Ô, des précautions ont été prises depuis. Mais là n’était pas le principal souci dans son discours. Isaac ne se montrait pas plus intimidé par l’altération de cet actionnaire que les raisons qui l’avaient poussé à les inviter, eux, les graines criminelles de Millénium. Indices sur indices, le faux n’avait pas de place dans les présentations. Son visage était détendu, ses gestes ne trahissaient pas de nervosités et son sourire resta parfaitement impeccable, comme si le Maître du verre était habitué à fréquenter ceux que la société aimait à la fois craindre et idolâtrer pour leurs différences. Hélas, cette transparence ne dura qu’un temps...
« Cesse donc, Isaac. Tu vois bien que tu vas l'importuner si tu commences à te perdre dans tes théories… »

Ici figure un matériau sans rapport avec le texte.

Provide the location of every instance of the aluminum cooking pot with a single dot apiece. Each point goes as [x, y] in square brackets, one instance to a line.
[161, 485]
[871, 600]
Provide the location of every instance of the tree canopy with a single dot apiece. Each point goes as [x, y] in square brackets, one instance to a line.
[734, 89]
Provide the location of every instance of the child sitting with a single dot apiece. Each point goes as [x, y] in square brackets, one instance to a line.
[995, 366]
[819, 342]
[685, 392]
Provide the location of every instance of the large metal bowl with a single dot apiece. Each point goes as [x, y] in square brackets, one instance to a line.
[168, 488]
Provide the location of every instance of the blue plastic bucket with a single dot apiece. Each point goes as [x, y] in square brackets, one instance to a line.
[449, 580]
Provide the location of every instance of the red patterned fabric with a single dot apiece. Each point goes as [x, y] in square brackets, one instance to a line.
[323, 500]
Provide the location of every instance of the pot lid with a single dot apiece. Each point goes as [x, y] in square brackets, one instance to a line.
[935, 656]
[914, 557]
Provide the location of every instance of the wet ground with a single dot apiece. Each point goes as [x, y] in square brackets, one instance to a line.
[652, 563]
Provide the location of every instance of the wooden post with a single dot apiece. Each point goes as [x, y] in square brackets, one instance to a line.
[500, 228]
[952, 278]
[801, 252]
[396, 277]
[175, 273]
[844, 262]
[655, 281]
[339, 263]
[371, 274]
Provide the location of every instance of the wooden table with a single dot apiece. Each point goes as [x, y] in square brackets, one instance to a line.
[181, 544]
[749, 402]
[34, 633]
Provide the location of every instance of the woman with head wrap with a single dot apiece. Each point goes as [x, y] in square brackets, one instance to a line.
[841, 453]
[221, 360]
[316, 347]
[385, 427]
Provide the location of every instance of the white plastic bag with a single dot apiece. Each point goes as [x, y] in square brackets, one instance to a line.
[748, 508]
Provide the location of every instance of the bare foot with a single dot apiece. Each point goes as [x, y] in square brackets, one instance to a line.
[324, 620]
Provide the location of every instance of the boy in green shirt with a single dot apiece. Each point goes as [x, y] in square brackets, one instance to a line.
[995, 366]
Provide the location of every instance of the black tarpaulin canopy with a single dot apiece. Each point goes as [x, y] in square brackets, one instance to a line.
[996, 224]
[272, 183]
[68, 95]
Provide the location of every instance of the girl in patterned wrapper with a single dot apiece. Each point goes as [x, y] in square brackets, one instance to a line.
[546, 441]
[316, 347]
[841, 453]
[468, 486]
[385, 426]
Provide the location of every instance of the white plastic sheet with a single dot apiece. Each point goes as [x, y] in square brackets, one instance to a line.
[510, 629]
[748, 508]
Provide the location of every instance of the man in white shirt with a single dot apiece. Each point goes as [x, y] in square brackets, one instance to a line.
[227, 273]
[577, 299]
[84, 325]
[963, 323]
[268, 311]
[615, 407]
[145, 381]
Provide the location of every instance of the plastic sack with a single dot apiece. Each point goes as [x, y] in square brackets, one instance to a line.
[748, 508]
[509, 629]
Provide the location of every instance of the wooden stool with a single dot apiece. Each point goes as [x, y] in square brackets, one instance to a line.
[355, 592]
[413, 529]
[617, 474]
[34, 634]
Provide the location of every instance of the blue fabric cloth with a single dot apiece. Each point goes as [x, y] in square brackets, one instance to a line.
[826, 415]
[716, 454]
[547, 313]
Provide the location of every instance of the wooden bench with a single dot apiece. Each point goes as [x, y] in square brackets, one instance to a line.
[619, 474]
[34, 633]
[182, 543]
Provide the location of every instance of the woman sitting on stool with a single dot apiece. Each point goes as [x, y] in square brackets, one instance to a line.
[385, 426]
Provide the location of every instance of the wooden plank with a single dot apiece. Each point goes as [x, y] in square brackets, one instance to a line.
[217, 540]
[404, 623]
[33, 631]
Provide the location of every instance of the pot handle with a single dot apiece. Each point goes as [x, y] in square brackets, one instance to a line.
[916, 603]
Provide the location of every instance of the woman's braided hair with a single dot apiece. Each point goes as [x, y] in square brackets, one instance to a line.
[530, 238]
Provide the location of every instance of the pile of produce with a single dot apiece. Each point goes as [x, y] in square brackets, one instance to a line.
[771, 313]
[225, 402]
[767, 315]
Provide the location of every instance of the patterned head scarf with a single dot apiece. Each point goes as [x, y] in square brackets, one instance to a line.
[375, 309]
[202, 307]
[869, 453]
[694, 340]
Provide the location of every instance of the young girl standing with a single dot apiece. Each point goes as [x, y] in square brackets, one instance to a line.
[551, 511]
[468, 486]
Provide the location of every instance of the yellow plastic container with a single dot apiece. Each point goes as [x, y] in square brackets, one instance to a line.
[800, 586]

Un instant, le jeune sembla rester bouche bée quand la petite boite qu’il tenait dans l’une de ses mallettes prit la parole. Sur le coin droit de sa surface noire, un petit voyant rouge était allumé et, si la machine n’enregistrait pas pour autant les conversations, elle faisait presque office de conseillère voire d'ange gardien pour son entrepreneur indépendant. Un Jiminy Cricket en effet, surveillant les gestes de son enfant-marionnette prodige… Interpellé, le mafieux adressa un sourire navré et blasé à l’égard de son vis-à-vis.
"Oui, veuillez me pardonner. Je suis juste très curieux de connaître vos prochaines actions, d’un point de vue macro-économique, tout du moins..."
Son doigt appuya avec précaution sur le bouton de sa petite technologie. Il venait d’éteindre « Cassandre ». Il lui avait déjà suffisamment posé de questions dans la journée.
"En tous les cas, posa-t-il, avant de joindre ses mains ensemble, lui adressant un regard toujours aussi neutre et sympathique. On lui disait souvent qu'il était difficile de lire dans ses pensées. "Je vous écoute. Que pouvons-nous pour vous ?"
Dans cette pièce, l'Obscur régnait. Mais si cet altéré absorbait la lumière, le mafioso aux cheveux immaculés ne s’en formalisa pourtant pas. C'était plus amusant que de manigancer le meurtre de son oncle. Il était à son écoute car pour l'heure, celui qu'on surnommait "Alpha" était un mystère pour Isaac.